Based on these excellent results, Tania Welzel of J.W. Goethe University in Frankfurt, Germany, and colleagues conducted the GARNET study to evaluate whether a shorter 8-week regimen of 3D without ribavirin would work as well for this easy-to-treat population.

The phase 3 GARNET trial enrolled 166 people with chronic hepatitis C with no prior treatment experience at 20 sites. More than half (57%) were women, almost all were white and the median age was 53 years. Almost all (98%) had HCV genotype 1b, as per the entry criteria, but three people with other genotypes were included (1a, 1d and 6). The median baseline HCV viral load was 6 log₁₀ IU/ml; 93% had <6,000,000 IU/ml and 42% had <800,000 IU/ml. Most had absent to moderate liver fibrosis (stage F0-F2), but 9% had advanced fibrosis (stage F3); none had cirrhosis, as specified in the entry criteria. People with HIV or hepatitis B co-infection were excluded.

All participants in this open-label, single-arm study received the paritaprevir/ritonavir/ombitasvir coformulation (150/100/25mg) once daily plus dasabuvir (250mg) twice daily for 8 weeks.

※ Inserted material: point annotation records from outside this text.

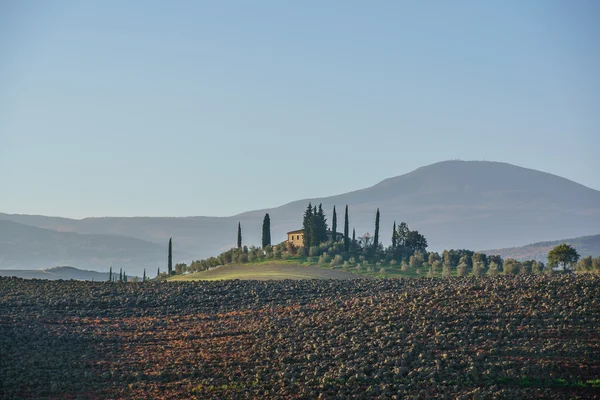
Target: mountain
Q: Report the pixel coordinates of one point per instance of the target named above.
(455, 204)
(56, 273)
(585, 246)
(28, 247)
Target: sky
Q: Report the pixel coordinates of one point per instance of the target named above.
(180, 108)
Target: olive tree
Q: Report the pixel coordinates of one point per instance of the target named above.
(564, 256)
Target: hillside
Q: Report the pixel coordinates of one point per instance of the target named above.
(27, 247)
(56, 273)
(455, 204)
(585, 246)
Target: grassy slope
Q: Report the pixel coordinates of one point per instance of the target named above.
(266, 271)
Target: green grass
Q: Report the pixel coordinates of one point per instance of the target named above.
(265, 271)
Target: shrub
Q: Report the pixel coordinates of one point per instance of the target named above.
(337, 260)
(324, 259)
(446, 271)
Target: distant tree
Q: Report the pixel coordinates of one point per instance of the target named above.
(416, 260)
(376, 237)
(170, 257)
(511, 266)
(433, 257)
(584, 264)
(320, 226)
(463, 267)
(596, 265)
(266, 238)
(307, 227)
(346, 231)
(365, 240)
(479, 257)
(446, 271)
(180, 268)
(497, 259)
(478, 268)
(563, 255)
(416, 242)
(334, 225)
(436, 266)
(493, 269)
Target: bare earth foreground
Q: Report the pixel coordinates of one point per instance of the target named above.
(266, 272)
(504, 337)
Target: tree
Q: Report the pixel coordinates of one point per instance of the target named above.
(478, 268)
(511, 266)
(170, 257)
(463, 266)
(585, 264)
(320, 226)
(493, 269)
(334, 225)
(563, 255)
(307, 227)
(346, 231)
(266, 231)
(376, 237)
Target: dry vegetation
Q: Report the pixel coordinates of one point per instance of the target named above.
(503, 337)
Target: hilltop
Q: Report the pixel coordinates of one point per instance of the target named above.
(455, 204)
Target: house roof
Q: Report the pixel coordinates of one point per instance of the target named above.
(302, 231)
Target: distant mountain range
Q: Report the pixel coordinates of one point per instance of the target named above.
(455, 204)
(585, 246)
(56, 273)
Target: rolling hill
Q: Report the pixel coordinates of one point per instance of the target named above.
(455, 204)
(56, 273)
(28, 247)
(585, 246)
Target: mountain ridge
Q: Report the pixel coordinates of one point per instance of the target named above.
(455, 204)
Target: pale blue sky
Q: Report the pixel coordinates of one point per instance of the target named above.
(173, 108)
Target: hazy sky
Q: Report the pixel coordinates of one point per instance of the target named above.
(173, 108)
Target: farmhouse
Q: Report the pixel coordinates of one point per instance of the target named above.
(297, 237)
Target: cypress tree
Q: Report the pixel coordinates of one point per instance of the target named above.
(307, 226)
(346, 232)
(266, 231)
(376, 237)
(334, 226)
(170, 259)
(321, 226)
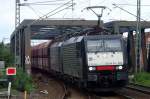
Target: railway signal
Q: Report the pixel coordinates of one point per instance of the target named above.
(11, 71)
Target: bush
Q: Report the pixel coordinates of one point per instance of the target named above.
(22, 81)
(142, 78)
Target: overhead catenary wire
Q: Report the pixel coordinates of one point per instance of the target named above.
(45, 16)
(128, 12)
(46, 1)
(34, 11)
(60, 10)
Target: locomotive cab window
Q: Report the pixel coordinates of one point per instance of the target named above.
(112, 45)
(95, 45)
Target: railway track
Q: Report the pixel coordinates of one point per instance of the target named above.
(135, 91)
(140, 88)
(132, 91)
(70, 92)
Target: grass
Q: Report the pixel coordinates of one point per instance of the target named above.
(21, 81)
(142, 78)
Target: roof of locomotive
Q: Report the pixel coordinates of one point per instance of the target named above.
(90, 37)
(103, 37)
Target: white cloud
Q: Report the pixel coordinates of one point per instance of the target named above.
(7, 9)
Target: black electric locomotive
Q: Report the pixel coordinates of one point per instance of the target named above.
(96, 62)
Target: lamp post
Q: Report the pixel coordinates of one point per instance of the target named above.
(138, 37)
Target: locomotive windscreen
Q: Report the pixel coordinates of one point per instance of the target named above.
(104, 52)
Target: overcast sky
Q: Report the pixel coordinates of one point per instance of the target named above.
(7, 9)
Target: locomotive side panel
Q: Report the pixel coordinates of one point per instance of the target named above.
(72, 63)
(55, 57)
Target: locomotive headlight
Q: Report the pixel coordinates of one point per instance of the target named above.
(119, 67)
(92, 68)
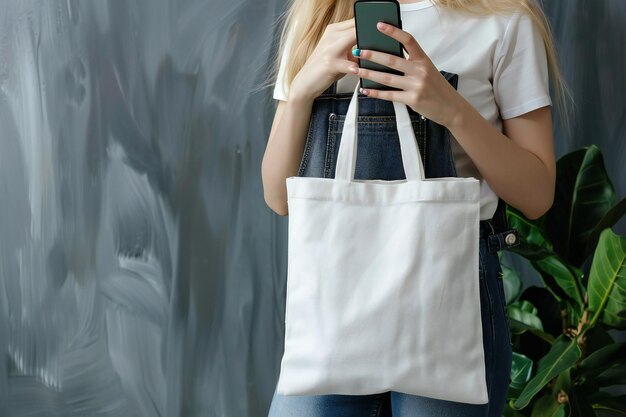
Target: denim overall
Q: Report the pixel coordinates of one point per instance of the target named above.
(379, 157)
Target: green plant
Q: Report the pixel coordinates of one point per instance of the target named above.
(563, 355)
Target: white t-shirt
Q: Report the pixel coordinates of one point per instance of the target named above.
(500, 59)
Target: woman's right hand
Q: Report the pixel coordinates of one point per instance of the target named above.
(330, 60)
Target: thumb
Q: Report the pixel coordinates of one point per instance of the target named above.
(351, 57)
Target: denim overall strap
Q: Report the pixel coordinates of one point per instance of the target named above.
(499, 235)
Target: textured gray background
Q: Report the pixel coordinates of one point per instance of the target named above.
(141, 273)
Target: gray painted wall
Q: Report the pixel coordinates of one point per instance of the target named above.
(141, 273)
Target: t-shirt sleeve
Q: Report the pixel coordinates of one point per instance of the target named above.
(281, 89)
(520, 77)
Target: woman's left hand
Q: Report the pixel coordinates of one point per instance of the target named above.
(425, 89)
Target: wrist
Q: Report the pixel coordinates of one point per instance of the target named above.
(459, 115)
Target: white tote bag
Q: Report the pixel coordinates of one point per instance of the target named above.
(383, 280)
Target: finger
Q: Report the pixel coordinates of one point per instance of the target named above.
(345, 65)
(392, 80)
(388, 60)
(391, 95)
(405, 38)
(344, 24)
(351, 57)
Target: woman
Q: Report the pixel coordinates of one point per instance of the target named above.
(499, 116)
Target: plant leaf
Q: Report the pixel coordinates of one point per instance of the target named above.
(563, 355)
(547, 406)
(583, 195)
(610, 218)
(599, 360)
(607, 281)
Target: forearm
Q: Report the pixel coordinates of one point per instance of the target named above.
(284, 151)
(516, 175)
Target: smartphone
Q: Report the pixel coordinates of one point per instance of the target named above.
(367, 13)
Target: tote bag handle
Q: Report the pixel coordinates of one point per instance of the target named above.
(346, 158)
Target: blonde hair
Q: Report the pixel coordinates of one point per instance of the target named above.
(314, 16)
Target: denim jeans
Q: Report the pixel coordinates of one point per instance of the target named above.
(379, 157)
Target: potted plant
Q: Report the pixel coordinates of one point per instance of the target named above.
(564, 357)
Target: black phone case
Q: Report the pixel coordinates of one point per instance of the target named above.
(366, 14)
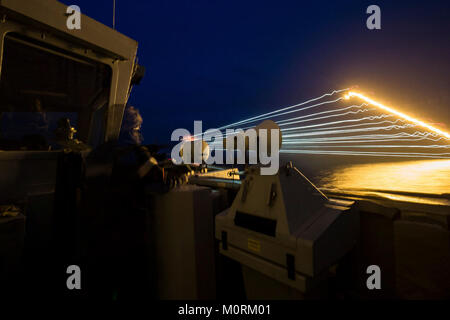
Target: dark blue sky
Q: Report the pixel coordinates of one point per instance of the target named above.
(222, 61)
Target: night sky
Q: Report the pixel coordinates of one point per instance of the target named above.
(223, 61)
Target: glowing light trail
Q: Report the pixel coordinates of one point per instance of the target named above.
(397, 113)
(256, 118)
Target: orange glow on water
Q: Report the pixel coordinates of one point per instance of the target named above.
(429, 176)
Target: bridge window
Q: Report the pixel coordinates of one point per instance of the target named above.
(40, 86)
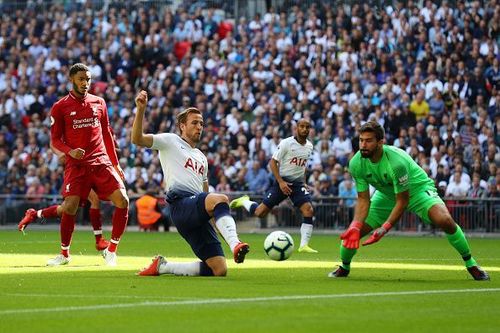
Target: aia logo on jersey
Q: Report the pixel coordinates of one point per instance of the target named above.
(300, 162)
(193, 165)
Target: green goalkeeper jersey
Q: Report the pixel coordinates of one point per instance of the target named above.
(396, 172)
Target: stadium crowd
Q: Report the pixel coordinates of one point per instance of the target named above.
(430, 75)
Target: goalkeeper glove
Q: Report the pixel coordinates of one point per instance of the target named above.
(352, 235)
(378, 233)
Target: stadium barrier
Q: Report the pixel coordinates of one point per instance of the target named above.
(477, 215)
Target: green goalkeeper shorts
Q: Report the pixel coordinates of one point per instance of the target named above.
(381, 206)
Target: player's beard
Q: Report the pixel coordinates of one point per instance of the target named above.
(78, 91)
(303, 137)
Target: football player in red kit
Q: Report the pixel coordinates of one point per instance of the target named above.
(80, 130)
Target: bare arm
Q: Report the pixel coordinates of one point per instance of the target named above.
(138, 136)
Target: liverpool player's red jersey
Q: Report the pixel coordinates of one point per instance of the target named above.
(83, 123)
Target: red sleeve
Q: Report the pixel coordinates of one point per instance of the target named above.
(57, 130)
(108, 137)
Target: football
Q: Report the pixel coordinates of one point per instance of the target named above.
(278, 245)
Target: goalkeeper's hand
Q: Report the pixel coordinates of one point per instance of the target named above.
(352, 235)
(378, 234)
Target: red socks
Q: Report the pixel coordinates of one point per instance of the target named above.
(120, 219)
(95, 220)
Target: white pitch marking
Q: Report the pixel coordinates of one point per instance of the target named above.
(242, 300)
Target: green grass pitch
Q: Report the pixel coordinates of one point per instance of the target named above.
(401, 284)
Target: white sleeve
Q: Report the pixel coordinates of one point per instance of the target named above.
(162, 141)
(205, 173)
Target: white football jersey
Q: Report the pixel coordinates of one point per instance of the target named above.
(292, 158)
(184, 168)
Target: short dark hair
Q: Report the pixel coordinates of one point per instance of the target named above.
(373, 127)
(78, 67)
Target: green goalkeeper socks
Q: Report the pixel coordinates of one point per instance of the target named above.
(459, 242)
(346, 256)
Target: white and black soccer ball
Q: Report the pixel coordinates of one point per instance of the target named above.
(278, 245)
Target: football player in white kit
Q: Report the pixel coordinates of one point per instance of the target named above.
(288, 166)
(185, 170)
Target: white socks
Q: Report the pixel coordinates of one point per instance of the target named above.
(305, 233)
(180, 268)
(227, 228)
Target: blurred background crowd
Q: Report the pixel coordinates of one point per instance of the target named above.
(428, 71)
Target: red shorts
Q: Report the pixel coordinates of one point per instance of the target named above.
(103, 179)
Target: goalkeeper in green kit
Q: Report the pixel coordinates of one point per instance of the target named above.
(401, 184)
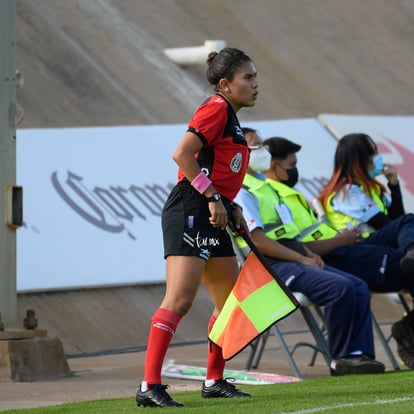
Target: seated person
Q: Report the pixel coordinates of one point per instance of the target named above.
(377, 264)
(345, 298)
(354, 198)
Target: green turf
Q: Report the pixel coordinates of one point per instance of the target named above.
(391, 392)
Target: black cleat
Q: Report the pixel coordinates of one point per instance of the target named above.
(357, 364)
(156, 396)
(222, 389)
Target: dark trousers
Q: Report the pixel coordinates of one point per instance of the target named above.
(346, 302)
(377, 259)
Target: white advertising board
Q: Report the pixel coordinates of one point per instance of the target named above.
(93, 199)
(394, 136)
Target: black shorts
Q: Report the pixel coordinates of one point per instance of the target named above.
(186, 228)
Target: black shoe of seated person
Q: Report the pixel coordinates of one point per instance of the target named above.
(407, 262)
(156, 396)
(222, 389)
(357, 365)
(403, 332)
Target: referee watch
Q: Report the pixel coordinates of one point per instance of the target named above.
(215, 197)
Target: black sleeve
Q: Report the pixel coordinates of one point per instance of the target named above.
(397, 205)
(378, 221)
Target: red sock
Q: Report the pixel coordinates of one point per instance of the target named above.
(215, 361)
(163, 325)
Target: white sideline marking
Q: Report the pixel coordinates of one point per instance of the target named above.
(326, 408)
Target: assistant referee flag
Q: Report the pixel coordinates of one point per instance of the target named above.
(257, 301)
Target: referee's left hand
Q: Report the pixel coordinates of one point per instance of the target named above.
(218, 214)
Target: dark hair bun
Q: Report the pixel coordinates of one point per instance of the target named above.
(210, 57)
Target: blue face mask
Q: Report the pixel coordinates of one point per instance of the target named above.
(378, 166)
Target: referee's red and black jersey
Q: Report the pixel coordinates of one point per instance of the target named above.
(224, 157)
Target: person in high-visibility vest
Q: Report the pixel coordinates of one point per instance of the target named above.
(345, 298)
(378, 263)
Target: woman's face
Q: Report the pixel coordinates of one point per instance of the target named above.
(242, 90)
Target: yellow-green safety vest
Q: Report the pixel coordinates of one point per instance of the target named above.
(268, 199)
(341, 221)
(310, 228)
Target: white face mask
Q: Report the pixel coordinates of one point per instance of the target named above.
(260, 159)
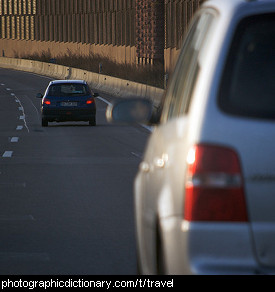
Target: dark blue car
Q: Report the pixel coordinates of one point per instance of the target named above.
(68, 100)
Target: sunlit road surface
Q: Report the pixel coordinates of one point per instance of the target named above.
(65, 190)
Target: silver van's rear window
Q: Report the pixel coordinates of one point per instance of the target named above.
(248, 81)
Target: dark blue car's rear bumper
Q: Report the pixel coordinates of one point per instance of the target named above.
(68, 114)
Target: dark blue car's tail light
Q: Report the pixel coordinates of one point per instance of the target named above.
(46, 101)
(90, 101)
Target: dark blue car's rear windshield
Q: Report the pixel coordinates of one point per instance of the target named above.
(68, 89)
(248, 82)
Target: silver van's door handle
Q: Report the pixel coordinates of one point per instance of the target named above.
(160, 162)
(144, 166)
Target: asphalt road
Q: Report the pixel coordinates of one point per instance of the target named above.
(65, 190)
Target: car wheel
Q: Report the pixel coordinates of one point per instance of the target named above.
(92, 122)
(44, 123)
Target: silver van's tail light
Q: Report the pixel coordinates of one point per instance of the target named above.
(214, 186)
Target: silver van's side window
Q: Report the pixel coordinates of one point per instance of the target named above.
(181, 87)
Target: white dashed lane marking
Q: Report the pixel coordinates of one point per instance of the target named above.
(14, 139)
(7, 154)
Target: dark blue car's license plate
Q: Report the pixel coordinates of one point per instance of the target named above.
(68, 103)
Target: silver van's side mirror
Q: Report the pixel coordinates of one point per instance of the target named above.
(130, 110)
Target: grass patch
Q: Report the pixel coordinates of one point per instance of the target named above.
(152, 75)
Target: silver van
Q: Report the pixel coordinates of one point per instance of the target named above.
(205, 190)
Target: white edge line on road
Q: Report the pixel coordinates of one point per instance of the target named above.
(23, 112)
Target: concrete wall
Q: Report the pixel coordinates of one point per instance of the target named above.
(127, 31)
(114, 86)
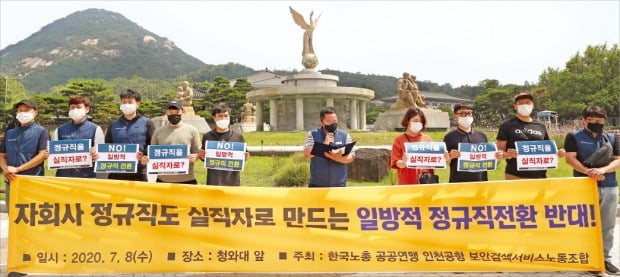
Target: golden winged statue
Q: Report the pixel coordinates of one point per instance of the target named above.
(308, 28)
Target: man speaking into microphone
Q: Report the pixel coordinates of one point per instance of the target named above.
(328, 168)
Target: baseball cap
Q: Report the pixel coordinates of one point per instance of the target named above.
(29, 103)
(174, 104)
(523, 95)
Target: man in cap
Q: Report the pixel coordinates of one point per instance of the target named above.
(177, 133)
(522, 127)
(130, 128)
(22, 152)
(79, 128)
(222, 132)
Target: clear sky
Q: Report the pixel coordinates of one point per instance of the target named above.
(456, 42)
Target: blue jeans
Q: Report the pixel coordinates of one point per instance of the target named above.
(608, 200)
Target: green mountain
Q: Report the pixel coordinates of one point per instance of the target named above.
(93, 43)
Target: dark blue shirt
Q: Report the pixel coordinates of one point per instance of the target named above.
(585, 144)
(23, 143)
(325, 172)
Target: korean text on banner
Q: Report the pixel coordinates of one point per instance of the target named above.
(225, 155)
(536, 155)
(425, 154)
(72, 225)
(121, 158)
(168, 159)
(477, 157)
(73, 153)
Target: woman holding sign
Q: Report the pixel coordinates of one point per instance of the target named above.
(415, 121)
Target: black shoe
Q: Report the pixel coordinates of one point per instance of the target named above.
(611, 268)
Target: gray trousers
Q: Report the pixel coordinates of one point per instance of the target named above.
(608, 200)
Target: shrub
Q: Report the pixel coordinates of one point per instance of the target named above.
(293, 174)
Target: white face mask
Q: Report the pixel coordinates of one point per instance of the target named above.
(524, 110)
(77, 114)
(25, 117)
(466, 121)
(415, 126)
(128, 108)
(222, 123)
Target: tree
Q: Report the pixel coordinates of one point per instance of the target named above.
(53, 109)
(220, 93)
(103, 101)
(589, 79)
(495, 104)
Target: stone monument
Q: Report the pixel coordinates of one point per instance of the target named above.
(410, 97)
(185, 94)
(295, 105)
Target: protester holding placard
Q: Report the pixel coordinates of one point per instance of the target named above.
(79, 128)
(415, 122)
(222, 132)
(595, 153)
(464, 133)
(328, 168)
(177, 133)
(22, 151)
(131, 128)
(522, 127)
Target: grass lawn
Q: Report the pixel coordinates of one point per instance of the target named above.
(260, 169)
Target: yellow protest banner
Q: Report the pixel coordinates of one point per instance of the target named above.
(64, 225)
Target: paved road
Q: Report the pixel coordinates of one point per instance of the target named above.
(616, 252)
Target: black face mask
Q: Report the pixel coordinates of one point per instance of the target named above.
(331, 127)
(595, 127)
(174, 119)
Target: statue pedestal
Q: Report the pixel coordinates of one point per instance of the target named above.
(188, 111)
(435, 119)
(198, 122)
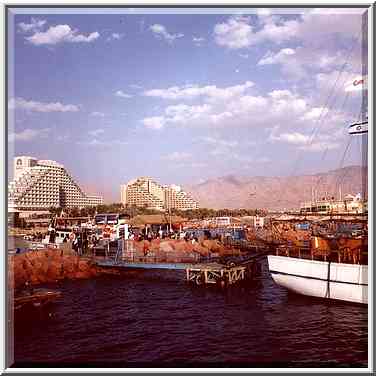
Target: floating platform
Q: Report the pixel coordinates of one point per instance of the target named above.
(208, 274)
(199, 274)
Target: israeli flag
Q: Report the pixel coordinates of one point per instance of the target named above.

The primary endpoint was sustained virological response, or continued undetectable HCV RNA (<15 IU/ml) at 12 weeks after completing treatment (SVR12).

The SVR12 rate was 98% in an intent-to-treat analysis that included all participants who received at least one dose of treatment. The cure rate rose to 99% in a modified analysis that excluded individuals with HCV genotypes other than 1b and a participant who discontinued treatment early.

Three participants experienced virological failure. Two people with genotype 1b and stage F3 fibrosis relapsed after treatment, and the sole participant with genotype 6 did not achieve viral suppression.

Cure rates were similar for men and women, people over age 65 and obese participants. People with baseline HCV RNA >800,000 IU/ml did equally well, but the SVR12 rate fell to 92% for those with >6,000,000. The SVR rate was 99% for people with F0-F2 fibrosis, but dropped to 87% for those with stage F3.

All 66 participants with either only NS5A or only NS5B resistance-associated viral polymorphisms at baseline were cured, as were 17 of 18 (94%) who had both NS5A and NS5B resistance.

Treatment was generally safe and well-tolerated. One person discontinued treatment due to elevated bilirubin, but still went on to achieve SVR12. There were two serious adverse events (fainting and gastroenteritis), both deemed unrelated to the study drugs. The most common adverse events were headache (21%) and fatigue (17%).

“The 98% SVR rate demonstrated that treatment-naive genotype 1b patients without cirrhosis can be effectively treated with 3D for 8 weeks,” the researchers concluded. “Both genotype 1B patients who experienced virologic failure had F3 fibrosis at baseline.”

Based on these findings, the newly released EASL hepatitis C treatment recommendations now say that previously untreated people with genotype 1b and without cirrhosis can be treated with the 3D regimen for either 8 or 12 weeks.